La programmation locale du Tribeca Festival Lisboa reflète également un mélange de réalisateurs portugais émergents et établis qui allient expérience et expérimentation.
« Duarte Neves apporte l’énergie d’une génération élevée sur des formes hybrides : film, numérique et narration sociale. Il n’a pas peur d’être brut et instinctif », dit Martins. Ferreira, en revanche, porte haut le drapeau des cinéastes indépendants décousus du Portugal : « C’est quelqu’un qui sait comment soutenir une vision et lui donner vie contre vents et marées. »
Et Vendrell, le réalisateur chevronné de la meute, représente un pont crucial entre le cinéma et la télévision portugaises. « Son travail montre comment la narration en série, si dominante à l’ère du streaming, peut approfondir les mondes émotionnels plutôt que de les diluer », insiste Martins.
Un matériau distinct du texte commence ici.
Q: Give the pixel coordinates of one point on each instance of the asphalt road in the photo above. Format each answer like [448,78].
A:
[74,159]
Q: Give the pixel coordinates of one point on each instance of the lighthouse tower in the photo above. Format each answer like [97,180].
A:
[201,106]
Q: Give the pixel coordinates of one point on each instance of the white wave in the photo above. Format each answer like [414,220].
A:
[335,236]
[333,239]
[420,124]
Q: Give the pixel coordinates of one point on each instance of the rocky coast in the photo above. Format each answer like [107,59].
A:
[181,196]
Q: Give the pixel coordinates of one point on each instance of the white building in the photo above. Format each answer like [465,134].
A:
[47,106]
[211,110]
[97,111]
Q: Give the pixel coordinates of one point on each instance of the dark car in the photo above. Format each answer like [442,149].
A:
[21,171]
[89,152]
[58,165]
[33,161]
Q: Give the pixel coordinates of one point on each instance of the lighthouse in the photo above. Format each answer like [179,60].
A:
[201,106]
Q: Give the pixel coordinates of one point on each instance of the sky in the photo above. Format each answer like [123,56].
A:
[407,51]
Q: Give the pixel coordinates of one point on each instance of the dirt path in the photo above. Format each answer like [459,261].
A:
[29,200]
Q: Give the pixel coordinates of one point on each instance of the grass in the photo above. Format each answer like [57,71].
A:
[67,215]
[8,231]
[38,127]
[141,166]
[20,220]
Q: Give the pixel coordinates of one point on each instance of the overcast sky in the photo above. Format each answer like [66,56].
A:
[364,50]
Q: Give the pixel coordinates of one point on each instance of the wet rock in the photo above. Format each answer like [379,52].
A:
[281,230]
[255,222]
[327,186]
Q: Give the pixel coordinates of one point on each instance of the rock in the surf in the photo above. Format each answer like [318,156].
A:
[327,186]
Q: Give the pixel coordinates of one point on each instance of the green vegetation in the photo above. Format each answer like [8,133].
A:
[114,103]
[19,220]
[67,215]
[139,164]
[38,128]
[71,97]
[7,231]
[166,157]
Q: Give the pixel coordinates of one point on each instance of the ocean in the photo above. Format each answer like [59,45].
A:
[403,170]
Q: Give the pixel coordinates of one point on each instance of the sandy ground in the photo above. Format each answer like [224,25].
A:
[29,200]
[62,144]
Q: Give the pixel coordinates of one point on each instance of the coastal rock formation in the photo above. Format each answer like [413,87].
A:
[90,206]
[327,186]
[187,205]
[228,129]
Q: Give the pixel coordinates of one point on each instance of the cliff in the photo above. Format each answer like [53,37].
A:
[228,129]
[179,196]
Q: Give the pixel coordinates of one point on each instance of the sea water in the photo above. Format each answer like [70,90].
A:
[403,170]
Martins ajoute que les jeunes réalisateurs portugais, tout en rendant hommage à des maîtres antérieurs comme Manoel de Oliveira, Pedro Costa et Miguel Gomes, se diversifient et laissent leur propre empreinte sur le cinéma mondial. « Les cinéastes d’aujourd’hui s’intéressent moins aux écoles esthétiques qu’à la vérité émotionnelle. Ils explorent l’identité, l’appartenance, le genre et la solitude numérique à travers des lentilles profondément personnelles, mais avec une sophistication visuelle héritée de cette lignée », affirme-t-il. « En ce sens, la nouvelle vague de réalisateurs portugais ne cherche pas à imiter, mais à prolonger la conversation. »
Dans le même temps, tout en cherchant en eux-mêmes une vérité émotionnelle et une inspiration, les cinéastes portugais émergents suivent une longue tradition politique en réagissant à un monde en crise.
« Le Portugal a une longue tradition d’utilisation du cinéma pour traiter l’instabilité, depuis la dictature de Salazar jusqu’aux années de transition et au-delà », affirme-t-il. « Mais ce qui est fascinant aujourd’hui, c’est la façon dont les cinéastes ont tourné ce regard vers l’intérieur. Plutôt que de mettre en scène des récits ouvertement politiques, beaucoup se concentrent sur les façons plus subtiles dont le pouvoir, les inégalités et la déconnexion se manifestent dans la vie quotidienne. »
Martins ajoute : « Ce sont des films politiques, mais leur politique émerge de l’empathie et non de l’idéologie. Ils reflètent une société qui apprend à affronter la complexité, où cohabitent espoir et doute. C’est pour moi le nouveau langage du cinéma politique : un langage qui murmure, observe et qui continue de vous émouvoir profondément.